Je vis sa silhouette s'approcher derrière la vitre, un sourire aux lèvres. La fenêtre s'ouvrit dans un grincement familier.
— Tiens, Gabriel, quelle surprise... lança-t-il avec ce ton sarcastique que j'adorais.
Il me saisit sous les bras et me hissa directement dans sa chambre avec une facilité surprenante pour quelqu'un d'aussi maigre.
— Arrête, t'es malade ou quoi ? grognai-je en époussetant mes vêtements. Tu vas encore t'attraper un rhume avec ce courant d'air !

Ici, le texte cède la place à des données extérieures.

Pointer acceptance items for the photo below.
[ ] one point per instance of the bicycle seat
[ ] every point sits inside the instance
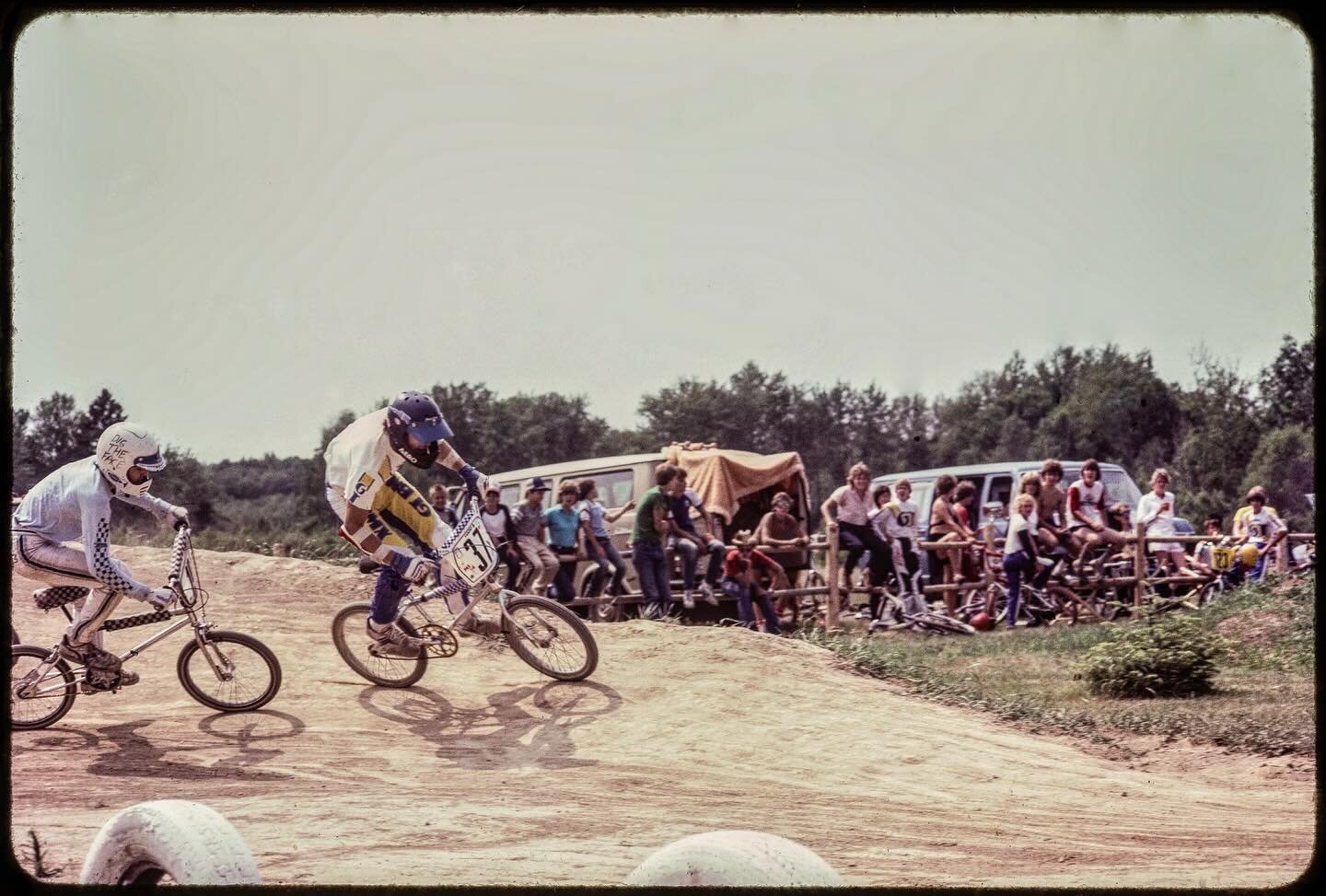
(59, 595)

Nathan était tout le temps malade. Toujours pâle, toujours fragile, comme si son corps était fait de porcelaine prête à se briser au moindre choc. C'était flippant, parfois. J'avais peur pour lui, même si je ne l'aurais jamais avoué ouvertement.
Mais lui ? Il ne voulait rien entendre. Pas de médecin, rien. Il refusait catégoriquement d'aller consulter, comme si admettre sa faiblesse physique le diminuait en tant que personne.
— Tu me prends pour un petit garçon en détresse ? répliqua-t-il en levant un sourcil moqueur.
À peine avait-il fini sa phrase qu'une quinte de toux violente le secoua. Il se plia en deux, une main sur sa bouche, l'autre agrippée à son bureau pour ne pas tomber.
Je m'approchai et lui tapai dans le dos, essayant de l'aider à reprendre son souffle.
— Eh, doucement ! protesta-t-il entre deux toussotements. Je suis pas ton punching-ball, tu sais !
— Tu m'avais pas dit que t'étais pas un gamin ? rétorquai-je avec un sourire en coin.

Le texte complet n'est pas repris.